Does The Kindle Spell The End For Books In Print?
The ever-growing kindle popularity proves a threat to bookstores and libraries alike but will Amazon’s nifty little product fully eradicate the leather-bound books we have grown to know and love?
While I was researching this impediment I discovered e-book revenue alone accounts for 17.5% of Penguin’s global revenue. I also found that as the e-book profits rose publisher profits dropped and by 12% according to thebookseller.com. This statistic alone shows the impact that digital-life creates and in turn raises a concern for me and my compact bookshelf.
The Kindle can’t fake the pleasures printed book gives: the musty smell, the tear-stained pages, the rifling through pages and pages of beautiful words. The Kindle is just a weak representation of printed books. It may have highlighted words, dictionaries and wi-fi but it doesn’t hold the same value as books hold. However, regardless of all that, it still remains popular.
I personally am devoted to books in print. I have used a Kindle however, I could never concentrate whether I was reading Aesop Fables or Pride and Prejudice. I do have to admit the kindle has its advantages. Kindle saves trees and can store thousands of e-books but to me the kindle can never evoke the same emotions as a print book can.

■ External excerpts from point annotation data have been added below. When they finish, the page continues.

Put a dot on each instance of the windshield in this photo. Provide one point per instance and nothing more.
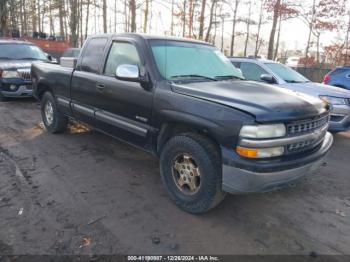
(286, 73)
(183, 60)
(21, 51)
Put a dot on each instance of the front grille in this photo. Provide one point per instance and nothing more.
(304, 127)
(24, 74)
(307, 125)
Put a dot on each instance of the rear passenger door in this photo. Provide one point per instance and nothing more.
(125, 108)
(84, 85)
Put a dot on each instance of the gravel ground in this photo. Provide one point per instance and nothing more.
(84, 193)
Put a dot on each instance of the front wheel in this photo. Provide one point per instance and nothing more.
(54, 121)
(3, 98)
(190, 167)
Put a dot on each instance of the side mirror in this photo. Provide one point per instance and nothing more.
(268, 78)
(128, 73)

I am a bit over-protective when it comes to my books; that means no food and I mean no food has a place near my library; some rule I had to enforce a while back after seeing my brand-new book tarnished with strawberry jam as a result of my sister and her sticky fingers. But one thing I love about books is the signs of age. That means the yellowing of pages and the breaking of the spine which is something you can’t see in e-books; it means the memories the book holds and the journey it has been through. If books could talk I would have a fair bit of explaining to do. The general wear and tear tells the world the book has been loved and the book is mine. That copy of ‘where rainbows end’ is my copy of ‘where rainbows end’ and mine alone.
The bottom line is readers want low prices but is that really the same as fair prices? On a Kindle it is easy to copy and distribute e-books and, while that may be free, it is piracy. For those not brushed up on their basic law piracy is illegal and means the author, whose time and tears spent on the book you are reading, gets no pay-out. Is that really fair? With a printed book you know the author and the people involved in making the book is well-off. In fact you could say printed books is the new, or rather old, fair trade.
In conclusion, I have to say Kindle won’t spell the end for books in print. It may mean printed books will lose some of its followers but readers such as me will always be devoted to the paperbacks and hardbacks we have grown up with.